Schließlich und endlich wurden durch die Kraft des Mineralwassers die Reisestrapazen schnell vergessen: "Diesen angenehmen Eindruck, welchen das Wasser auf mich machte, als es aus der Tiefe hervorquellend über meinen Körper floss, durchsichtig wie das gläserne Aquamarin, weich, natürlich warm und sanft murmelnd, werde ich nie vergessen."

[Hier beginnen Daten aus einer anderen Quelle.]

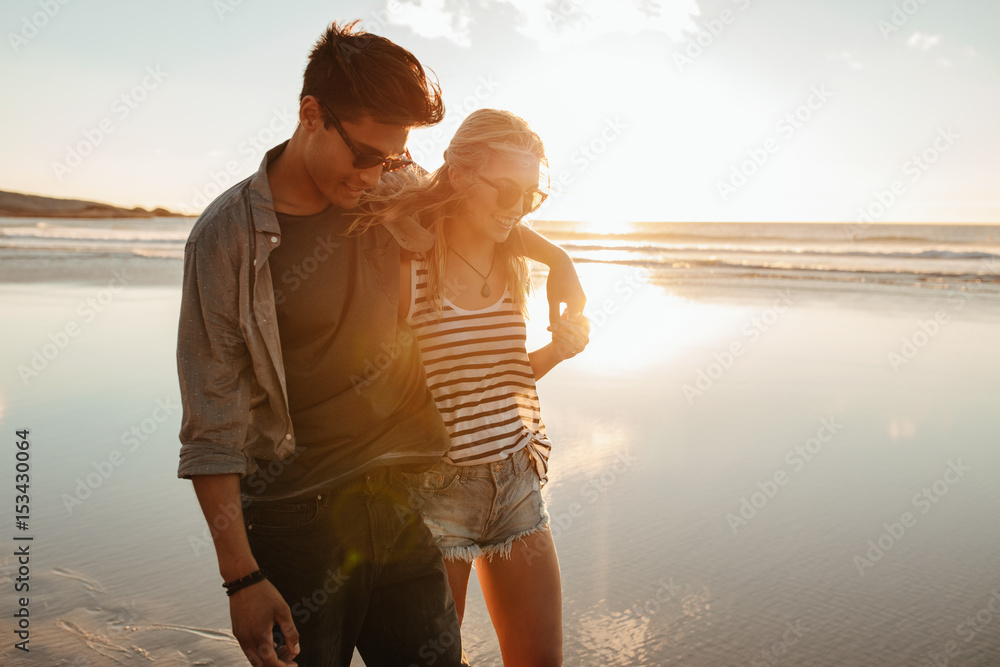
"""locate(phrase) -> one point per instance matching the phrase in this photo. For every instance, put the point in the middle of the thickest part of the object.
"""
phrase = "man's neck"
(292, 189)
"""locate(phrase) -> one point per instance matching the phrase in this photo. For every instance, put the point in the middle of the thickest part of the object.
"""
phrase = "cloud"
(846, 58)
(551, 24)
(432, 19)
(918, 40)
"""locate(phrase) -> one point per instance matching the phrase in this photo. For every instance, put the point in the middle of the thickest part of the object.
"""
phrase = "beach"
(763, 457)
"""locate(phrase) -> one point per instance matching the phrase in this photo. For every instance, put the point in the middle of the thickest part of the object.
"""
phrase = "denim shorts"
(480, 510)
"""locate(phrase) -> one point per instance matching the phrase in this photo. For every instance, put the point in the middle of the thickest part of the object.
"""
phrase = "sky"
(678, 110)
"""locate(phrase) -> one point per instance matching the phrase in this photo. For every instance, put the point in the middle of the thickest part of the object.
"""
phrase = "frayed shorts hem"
(471, 552)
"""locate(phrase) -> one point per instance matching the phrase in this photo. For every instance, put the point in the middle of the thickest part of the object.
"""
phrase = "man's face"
(329, 161)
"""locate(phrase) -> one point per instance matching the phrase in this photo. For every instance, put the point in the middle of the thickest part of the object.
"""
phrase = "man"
(296, 443)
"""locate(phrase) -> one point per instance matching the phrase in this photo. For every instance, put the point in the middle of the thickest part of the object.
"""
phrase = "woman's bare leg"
(458, 579)
(524, 597)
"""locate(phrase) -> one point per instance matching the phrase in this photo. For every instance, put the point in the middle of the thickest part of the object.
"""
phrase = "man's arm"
(255, 609)
(214, 369)
(562, 285)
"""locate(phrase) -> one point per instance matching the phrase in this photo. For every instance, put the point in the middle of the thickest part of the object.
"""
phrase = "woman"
(467, 305)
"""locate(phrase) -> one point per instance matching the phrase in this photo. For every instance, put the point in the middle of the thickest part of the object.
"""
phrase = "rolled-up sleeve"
(213, 363)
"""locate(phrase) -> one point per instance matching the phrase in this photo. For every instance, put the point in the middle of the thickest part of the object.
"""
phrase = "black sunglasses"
(391, 163)
(508, 194)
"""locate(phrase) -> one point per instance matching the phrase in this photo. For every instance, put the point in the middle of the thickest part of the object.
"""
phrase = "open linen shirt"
(233, 385)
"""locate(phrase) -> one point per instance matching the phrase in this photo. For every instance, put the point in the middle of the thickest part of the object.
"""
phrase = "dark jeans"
(357, 566)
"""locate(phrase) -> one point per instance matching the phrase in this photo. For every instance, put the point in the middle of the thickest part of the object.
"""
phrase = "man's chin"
(347, 200)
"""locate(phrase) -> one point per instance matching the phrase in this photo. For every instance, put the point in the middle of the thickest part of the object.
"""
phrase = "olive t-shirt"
(357, 393)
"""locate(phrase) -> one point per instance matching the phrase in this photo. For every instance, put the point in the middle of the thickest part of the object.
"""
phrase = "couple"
(390, 435)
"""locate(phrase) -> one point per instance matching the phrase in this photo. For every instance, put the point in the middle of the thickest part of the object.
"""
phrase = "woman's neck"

Neben seiner ärztlichen und wissenschaftlichen Tätigkeit veröffentlichte Granville mehr als 220 Bücher und Schriften, die in sieben Sprachen zu lesen sind. Als britischer Arzt praktizierte er in Kissingen, um in den Sommermonaten die zahlreichen englischsprachigen Kurgäste ohne Sprachschwierigkeiten zu behandeln. Granville war es auch, der den italienischen Komponisten Gioachino Antonio Rossini (1792-1868) für eine Kur in Wildbad begeistert haben soll und der eine lange alphabetische Liste für die Lebensmittel erstellte, die er für den Patienten als geeignet oder ungeeignet hielt. Dabei waren Mandelmilch, wenig Kaffee, Bier und ungewürzte Schokolade erlaubt, Glühwein, Wein, Punsch und Tee aber verpönt. Für einen Kuraufenthalt empfahl er die Monate Mai bis September und war damit Auslöser für die vielen weiteren Gäste aus Großbritannien, die sich in den Sommermonaten für sechs bis acht Wochen mit ihrer Dienerschaft in Wildbad einquartierten.